A confiança dos cardeais no poder divino para a escolha do papa tem uma explicação. Pedro, o primeiro papa, não foi eleito por voto, mas escolhido por Cristo para liderar a Igreja. Dois mil anos depois, as especulações, conchavos políticos e necessidade da Igreja de encontrar um papa para lidar com os desafios atuais não são excluídos das considerações.

"O Espírito Santo vai falar e quer que o Papa seja fiel ao anúncio do Evangelho e dê esperança ao mundo conturbado que temos", insistiu d. Geraldo. "Não somos nós e nossos planos e com nossas capacidades que vamos dizer ao Espírito Santo o que é o melhor. Se for o Espírito Santo quem conduzirá a eleição, não precisamos nos preocupar."

Assim como 114 dos 116 arcebispos que escolherão o novo papa, d. Geraldo votará pela primeira vez. "Eu sou noviço", afirmou, lembrando que o Código de Direito Canônico fala sobre todos procedimentos do voto, mas não em quem votar. "Ninguém tem experiência, tudo é novo", acrescentou o cardeal espanhol Carlos Vallejo, outro novato.

Em Roma, os principais vaticanistas apontam que o grupo de cardeais latino-americanos pode ter peso significativo na escolha. Mas d. Geraldo garante que desde a morte do papa não falou com nenhum outro cardeal e nem foi procurado. "Digo com muita clareza. Não fui contatado por ninguém e nem se falou em fazer uma reunião de bloco", disse o brasileiro, que prevê diálogo entre os membros do conclave, incluindo pequenos grupos. Segundo ele, o conclave não conta com tradução simultânea. "Em alguma língua nos entenderemos", disse.

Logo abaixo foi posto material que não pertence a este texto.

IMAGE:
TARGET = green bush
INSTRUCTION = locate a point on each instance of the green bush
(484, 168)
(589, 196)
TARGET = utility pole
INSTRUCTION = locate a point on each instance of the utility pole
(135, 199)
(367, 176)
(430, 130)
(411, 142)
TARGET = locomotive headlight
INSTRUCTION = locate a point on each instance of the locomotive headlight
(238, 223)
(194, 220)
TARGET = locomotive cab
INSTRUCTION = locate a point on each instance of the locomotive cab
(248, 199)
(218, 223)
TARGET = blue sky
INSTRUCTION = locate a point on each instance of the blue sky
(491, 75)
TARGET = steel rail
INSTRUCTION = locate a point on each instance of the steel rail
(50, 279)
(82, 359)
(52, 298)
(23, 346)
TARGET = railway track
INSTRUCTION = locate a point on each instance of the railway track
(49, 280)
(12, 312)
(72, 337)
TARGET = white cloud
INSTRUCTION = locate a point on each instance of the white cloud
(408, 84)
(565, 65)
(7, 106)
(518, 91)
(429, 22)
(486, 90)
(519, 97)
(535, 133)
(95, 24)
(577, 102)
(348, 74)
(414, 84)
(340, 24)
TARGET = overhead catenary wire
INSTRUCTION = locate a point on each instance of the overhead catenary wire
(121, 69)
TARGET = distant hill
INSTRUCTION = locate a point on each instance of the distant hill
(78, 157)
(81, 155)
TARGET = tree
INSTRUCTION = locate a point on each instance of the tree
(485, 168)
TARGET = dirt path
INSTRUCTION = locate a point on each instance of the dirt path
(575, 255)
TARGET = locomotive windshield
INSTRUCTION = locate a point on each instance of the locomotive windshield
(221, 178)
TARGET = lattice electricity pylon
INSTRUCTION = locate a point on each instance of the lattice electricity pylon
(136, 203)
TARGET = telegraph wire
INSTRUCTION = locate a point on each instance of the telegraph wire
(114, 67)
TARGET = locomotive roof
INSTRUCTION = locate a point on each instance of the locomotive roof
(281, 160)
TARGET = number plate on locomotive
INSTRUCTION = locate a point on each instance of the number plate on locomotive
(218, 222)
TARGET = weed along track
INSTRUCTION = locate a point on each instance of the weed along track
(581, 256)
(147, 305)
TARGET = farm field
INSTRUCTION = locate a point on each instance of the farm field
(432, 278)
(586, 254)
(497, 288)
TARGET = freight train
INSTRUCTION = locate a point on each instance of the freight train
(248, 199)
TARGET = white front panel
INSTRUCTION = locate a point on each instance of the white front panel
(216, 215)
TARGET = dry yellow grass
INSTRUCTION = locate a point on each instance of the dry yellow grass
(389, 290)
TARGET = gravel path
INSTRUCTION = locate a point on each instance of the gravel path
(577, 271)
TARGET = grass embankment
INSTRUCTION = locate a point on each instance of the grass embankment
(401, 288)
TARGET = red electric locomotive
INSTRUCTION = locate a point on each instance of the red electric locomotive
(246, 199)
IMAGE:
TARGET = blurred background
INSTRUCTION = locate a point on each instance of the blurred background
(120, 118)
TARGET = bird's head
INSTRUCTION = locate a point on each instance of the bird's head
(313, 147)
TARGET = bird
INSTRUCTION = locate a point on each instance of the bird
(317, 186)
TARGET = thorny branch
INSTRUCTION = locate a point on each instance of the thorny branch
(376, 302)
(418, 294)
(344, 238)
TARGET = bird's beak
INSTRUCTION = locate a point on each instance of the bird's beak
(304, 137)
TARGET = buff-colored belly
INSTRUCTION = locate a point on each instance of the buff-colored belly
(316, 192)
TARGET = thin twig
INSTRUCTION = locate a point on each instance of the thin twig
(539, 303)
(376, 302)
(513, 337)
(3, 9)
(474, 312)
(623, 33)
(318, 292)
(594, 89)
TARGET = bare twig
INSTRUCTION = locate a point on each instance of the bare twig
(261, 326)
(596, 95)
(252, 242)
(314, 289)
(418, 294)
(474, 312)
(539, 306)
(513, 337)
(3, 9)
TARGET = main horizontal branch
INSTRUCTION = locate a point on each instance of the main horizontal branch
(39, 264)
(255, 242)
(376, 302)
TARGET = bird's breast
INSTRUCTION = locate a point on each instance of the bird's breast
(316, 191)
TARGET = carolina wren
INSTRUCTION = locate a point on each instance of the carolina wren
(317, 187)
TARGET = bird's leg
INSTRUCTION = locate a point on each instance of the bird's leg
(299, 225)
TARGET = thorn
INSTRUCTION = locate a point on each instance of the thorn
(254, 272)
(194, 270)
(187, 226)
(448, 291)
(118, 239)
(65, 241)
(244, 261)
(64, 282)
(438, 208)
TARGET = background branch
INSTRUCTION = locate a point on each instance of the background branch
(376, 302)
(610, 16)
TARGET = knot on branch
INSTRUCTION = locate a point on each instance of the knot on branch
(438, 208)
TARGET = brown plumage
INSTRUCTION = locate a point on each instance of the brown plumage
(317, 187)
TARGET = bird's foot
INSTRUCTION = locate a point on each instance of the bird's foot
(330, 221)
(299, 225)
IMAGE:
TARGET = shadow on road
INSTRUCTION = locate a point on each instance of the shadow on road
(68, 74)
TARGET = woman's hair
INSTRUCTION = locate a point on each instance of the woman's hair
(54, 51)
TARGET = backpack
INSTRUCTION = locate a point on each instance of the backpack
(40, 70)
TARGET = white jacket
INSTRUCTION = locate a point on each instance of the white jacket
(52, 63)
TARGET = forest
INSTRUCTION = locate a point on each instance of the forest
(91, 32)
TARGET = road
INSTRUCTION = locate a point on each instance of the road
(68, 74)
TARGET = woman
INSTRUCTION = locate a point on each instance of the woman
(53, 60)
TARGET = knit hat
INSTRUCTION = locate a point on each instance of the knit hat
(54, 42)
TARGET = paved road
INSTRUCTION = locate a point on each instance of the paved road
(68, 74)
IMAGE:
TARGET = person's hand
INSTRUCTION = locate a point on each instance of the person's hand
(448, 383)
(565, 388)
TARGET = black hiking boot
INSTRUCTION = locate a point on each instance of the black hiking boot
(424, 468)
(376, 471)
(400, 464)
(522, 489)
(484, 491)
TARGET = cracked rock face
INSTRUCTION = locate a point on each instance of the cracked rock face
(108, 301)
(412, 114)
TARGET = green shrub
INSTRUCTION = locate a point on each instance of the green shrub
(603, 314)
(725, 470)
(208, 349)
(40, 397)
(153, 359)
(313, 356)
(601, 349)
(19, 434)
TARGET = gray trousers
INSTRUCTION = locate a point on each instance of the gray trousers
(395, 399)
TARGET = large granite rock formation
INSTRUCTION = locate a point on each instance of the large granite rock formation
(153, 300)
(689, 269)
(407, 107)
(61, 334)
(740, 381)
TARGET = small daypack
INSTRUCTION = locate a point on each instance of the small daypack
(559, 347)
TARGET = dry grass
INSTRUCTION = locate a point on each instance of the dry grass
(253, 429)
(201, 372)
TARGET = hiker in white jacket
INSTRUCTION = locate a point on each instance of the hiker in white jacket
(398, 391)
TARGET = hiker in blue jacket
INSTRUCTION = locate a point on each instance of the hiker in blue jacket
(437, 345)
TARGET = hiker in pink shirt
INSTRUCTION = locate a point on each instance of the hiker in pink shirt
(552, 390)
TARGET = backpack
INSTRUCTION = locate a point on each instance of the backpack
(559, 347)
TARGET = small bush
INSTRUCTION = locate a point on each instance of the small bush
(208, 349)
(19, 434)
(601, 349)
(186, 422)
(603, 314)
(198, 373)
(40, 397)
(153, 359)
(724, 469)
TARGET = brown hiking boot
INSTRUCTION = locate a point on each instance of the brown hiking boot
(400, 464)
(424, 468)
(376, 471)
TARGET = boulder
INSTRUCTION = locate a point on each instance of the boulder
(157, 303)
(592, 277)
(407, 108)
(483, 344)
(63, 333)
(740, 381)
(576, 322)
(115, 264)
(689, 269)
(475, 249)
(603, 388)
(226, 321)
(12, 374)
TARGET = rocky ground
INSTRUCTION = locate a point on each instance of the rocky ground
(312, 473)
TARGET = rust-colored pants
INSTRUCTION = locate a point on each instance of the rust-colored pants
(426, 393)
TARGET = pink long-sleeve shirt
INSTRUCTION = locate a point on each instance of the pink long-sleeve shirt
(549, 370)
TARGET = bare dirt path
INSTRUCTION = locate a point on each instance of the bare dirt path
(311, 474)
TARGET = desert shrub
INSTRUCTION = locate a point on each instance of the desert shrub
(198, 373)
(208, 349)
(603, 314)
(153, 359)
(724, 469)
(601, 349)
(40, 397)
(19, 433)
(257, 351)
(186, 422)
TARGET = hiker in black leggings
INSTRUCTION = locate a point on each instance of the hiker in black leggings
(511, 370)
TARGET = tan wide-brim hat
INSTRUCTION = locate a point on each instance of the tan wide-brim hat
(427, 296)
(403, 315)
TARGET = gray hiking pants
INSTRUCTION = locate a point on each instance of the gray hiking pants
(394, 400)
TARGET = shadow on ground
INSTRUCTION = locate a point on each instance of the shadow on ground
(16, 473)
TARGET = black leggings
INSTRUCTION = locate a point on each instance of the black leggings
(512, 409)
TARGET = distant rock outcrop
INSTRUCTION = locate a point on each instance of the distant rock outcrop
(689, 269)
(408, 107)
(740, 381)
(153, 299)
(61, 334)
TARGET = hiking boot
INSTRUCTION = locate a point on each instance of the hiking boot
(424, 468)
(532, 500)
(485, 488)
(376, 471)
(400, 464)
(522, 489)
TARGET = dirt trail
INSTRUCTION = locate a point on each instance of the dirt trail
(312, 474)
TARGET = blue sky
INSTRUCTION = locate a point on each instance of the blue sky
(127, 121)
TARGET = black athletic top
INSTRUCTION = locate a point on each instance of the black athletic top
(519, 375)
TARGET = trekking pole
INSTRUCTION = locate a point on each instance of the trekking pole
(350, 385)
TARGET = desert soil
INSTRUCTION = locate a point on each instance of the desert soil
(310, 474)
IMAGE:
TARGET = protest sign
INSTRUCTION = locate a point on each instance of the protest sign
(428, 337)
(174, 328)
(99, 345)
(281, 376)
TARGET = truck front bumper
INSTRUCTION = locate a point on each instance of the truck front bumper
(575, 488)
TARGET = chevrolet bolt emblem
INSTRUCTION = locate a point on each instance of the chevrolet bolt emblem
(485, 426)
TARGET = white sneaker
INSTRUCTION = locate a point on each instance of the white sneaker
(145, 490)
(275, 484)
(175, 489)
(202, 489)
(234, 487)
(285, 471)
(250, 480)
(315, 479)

O Vaticano já definiu em que condições essas reuniões ocorrerão. O arcebispo Piero Marini, da Santa Sé, confirmou que sinos tocarão e uma fumaça branca será liberada caso o conclave chegue a uma decisão. A fumaça será liberada pela queima dos votos, que permanecerão secretos para sempre. Se não houver definição, uma resina será posta entre as cédulas para que a fumaça seja preta.

O local do conclave também mudou e não será apenas na Capela Sistina. Outros recintos também serão usados. Os cardeais só poderão deixar o Vaticano depois da escolha do papa.

Nenhuma gravação dos debates será permitida. Os cardeais não poderão receber ou enviar mensagens, nem ler jornais, ouvir rádio ou ver televisão. Qualquer violação das regras resultará em graves sanções espirituais.

O novo papa terá grandes desafios pela frente. O cardeal angolano Alexandro do Nascimento acha que a Igreja deve ser mais solidária com os mais pobres. Já os cardeais Baselios (indiano) e Negy (polonês) destacam a necessidade do diálogo com outras religiões. D. Negy alerta que essa missão tem sido difícil com os muçulmanos. "Temos de ter paciência", concluiu.